10 Responses to “little and big ones: an update”

  1. It was huge – what you did. For you, and in a different way, for them. They came running to you in a time of need (as many of us do) and you were there, rock solid, despite , well , everything that they may or may not know.

    It breaks my heart to think that others don’t give expression to the significance of your birth story with baby J. It is one of the most beautiful birth stories I have heard. It is a miracle indeed how such a complicated set of circumstances could have been navigated so deftly by all involved, and led to a moment that held all the joy of a birth and so much more. How disappointing that others don’t have the eyes to see that or (hopefully) maybe just the words to say it. I always hope for more from people.

    Love to you Luna

    I would so love to stack casseroles on your doorstep!

  2. Time will tell whether to that little boy you’ll be “that nice neighbor lady” in the birth story or “Auntie Luna, who was there on the day you were born and has been here ever since.”

    Either way, your own growth is a good thing.

  3. It is huge, for all of you.

    I didn’t realize I had made this evolution myself — from “OMG, you’re pregnant, I need to go stick my head in the sand and avoid you” to something else. Not that the something else was embracing either — it’s downright fearful (as it sounds like you were, too). But it’s significantly more mellow, the edges have become less sharp.

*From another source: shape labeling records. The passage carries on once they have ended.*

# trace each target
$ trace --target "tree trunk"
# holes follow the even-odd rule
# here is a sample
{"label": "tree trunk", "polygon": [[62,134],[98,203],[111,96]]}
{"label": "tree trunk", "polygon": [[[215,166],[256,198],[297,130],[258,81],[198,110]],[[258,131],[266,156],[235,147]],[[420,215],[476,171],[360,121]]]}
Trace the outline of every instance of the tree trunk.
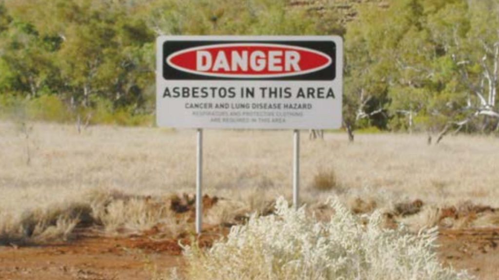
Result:
{"label": "tree trunk", "polygon": [[450,124],[447,124],[445,125],[445,127],[444,127],[444,129],[442,130],[440,133],[438,135],[438,138],[437,139],[437,141],[435,142],[436,145],[438,145],[439,143],[440,142],[440,141],[442,141],[442,140],[444,139],[444,137],[445,137],[447,133],[449,133],[449,131],[450,130]]}
{"label": "tree trunk", "polygon": [[345,123],[345,128],[346,129],[346,132],[348,134],[348,141],[353,143],[355,140],[355,136],[353,135],[352,126],[349,123]]}

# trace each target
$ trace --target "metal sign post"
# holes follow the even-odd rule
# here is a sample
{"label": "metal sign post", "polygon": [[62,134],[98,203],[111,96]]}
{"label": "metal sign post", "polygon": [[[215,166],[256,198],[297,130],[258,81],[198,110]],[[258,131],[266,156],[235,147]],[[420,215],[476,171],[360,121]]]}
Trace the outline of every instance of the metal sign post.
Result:
{"label": "metal sign post", "polygon": [[297,210],[300,207],[300,131],[294,130],[293,134],[293,205]]}
{"label": "metal sign post", "polygon": [[196,233],[203,230],[203,129],[198,129],[196,174]]}

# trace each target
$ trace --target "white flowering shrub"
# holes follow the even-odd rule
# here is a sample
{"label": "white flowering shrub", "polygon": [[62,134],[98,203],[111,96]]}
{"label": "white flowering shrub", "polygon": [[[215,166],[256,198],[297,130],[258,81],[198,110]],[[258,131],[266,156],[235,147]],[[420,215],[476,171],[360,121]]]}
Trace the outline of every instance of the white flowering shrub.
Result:
{"label": "white flowering shrub", "polygon": [[362,222],[337,199],[330,201],[335,214],[329,222],[306,215],[304,208],[290,209],[281,198],[275,215],[253,216],[248,224],[233,227],[226,240],[209,250],[187,247],[189,279],[472,279],[439,262],[437,229],[415,235],[404,227],[384,229],[379,212]]}

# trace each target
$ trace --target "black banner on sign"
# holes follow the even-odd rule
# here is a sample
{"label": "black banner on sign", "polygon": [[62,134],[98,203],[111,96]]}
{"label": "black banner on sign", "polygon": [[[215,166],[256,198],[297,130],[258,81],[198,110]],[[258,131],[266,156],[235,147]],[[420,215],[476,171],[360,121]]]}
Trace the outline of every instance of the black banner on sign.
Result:
{"label": "black banner on sign", "polygon": [[[245,48],[247,45],[248,47]],[[218,48],[217,46],[221,49],[224,46],[226,48],[223,54],[223,58],[226,60],[217,59],[216,51],[213,50]],[[248,50],[246,56],[239,51],[238,56],[231,58],[232,51],[238,51],[227,50],[231,49],[231,46],[237,46],[235,49]],[[253,57],[251,54],[259,51],[258,47],[266,50],[255,54]],[[273,62],[269,60],[272,47],[274,54],[280,55],[273,57]],[[275,50],[279,47],[280,50]],[[193,53],[189,53],[189,50],[194,50],[191,52]],[[200,50],[207,54],[207,50],[211,50],[213,55],[196,56],[194,53]],[[172,40],[163,43],[163,77],[167,80],[333,81],[336,77],[338,63],[336,44],[332,41]],[[254,59],[250,60],[250,58]],[[248,68],[246,72],[241,70],[244,58],[247,59],[245,64]],[[235,66],[233,60],[236,59],[240,64]],[[200,60],[203,61],[200,62]],[[273,68],[269,69],[271,63]],[[267,68],[259,69],[264,63]],[[201,66],[203,69],[200,71]],[[239,75],[235,74],[238,70]]]}

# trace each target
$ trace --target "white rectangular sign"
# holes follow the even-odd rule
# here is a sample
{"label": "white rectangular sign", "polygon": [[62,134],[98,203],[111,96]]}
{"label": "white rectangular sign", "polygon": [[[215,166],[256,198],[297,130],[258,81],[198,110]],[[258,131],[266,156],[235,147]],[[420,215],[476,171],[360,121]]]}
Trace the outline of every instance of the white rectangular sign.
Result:
{"label": "white rectangular sign", "polygon": [[160,127],[323,129],[342,123],[338,36],[162,36]]}

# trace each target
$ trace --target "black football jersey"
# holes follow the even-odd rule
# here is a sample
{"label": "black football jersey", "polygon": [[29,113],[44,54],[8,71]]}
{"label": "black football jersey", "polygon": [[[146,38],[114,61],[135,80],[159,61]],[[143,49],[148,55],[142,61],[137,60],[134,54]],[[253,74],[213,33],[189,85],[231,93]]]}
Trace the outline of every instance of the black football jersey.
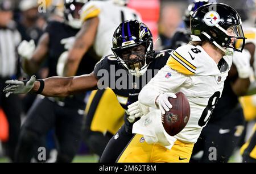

    You’ve made a wonderful connection with these people, a connection I hope isn’t broken anytime soon for either of your sakes. Sometimes it’s painful to see what people receive when the news is good versus what we know people receive when the news is bad. Sometimes we just have to suck it up and do the right thing in both instances. Thank goodness you’re a classy person like this.

    Many hugs, Luna. And hug your own for me, wouldya?

  4. So sad that people didn’t recognize the birth of Baby J in the same way. I remember though how surprised I was when one of the ladies at our church approached me asking about the due date of Woob (don’t know even how they heard) and told us we’d be on the list for food delivery (like for 2 whole weeks! we had families bringing by food). I was so touched and speechless, but mand, did it help! But know, we remember every single person and every single dish and the caring that went into that for us, and I will guarantee you will be remembered at this special time for you neighbors. Isn’t it beautiful to see yourself on the other side?

  5. You, my friend are a bodhisattva! That is why you give without a thought to yourself. Because you can. It’s who you are. Those that have suffered and survived, give tribute to their journey by standing up in service to others. That way your suffering has been transformed from poison into medicine. What a beautiful, strong example for your daughter.

    Your daughter has brought healing and light into your life – as much as my son has brought to me. As I struggle to learn my new role, I will remember that I am transforming my karma. Not just for myself, but for others.

    It is often when you are always the strong one that people forget that we need nurturing too.

  6. Deathstar had it right, you wise and big-hearted woman.

    You are part of their tapestry.

    Now. Please pass a bowl of that soup!

  7. You did a wonderful and amazing thing. I am sad that it wasn’t the same for you with baby J. By the time we got home from Guatemala I had been gone 8 months and Maya was now almost 17 months old. WE ahd to tell people please don’t come, becasue we needed time to just be a family and for Joe to really get to see both of us.

  8. Your story (the pre and post tale of your neighbors) has amazed me . . . I have seen bits of healing in myself, too, for what it’s worth.

    BTW, your mention of that soup sounded delicious. Um, any chance you might share the recipe?!

  9. A very beautiful, but difficult evolution. You are what I strive to be, Luna.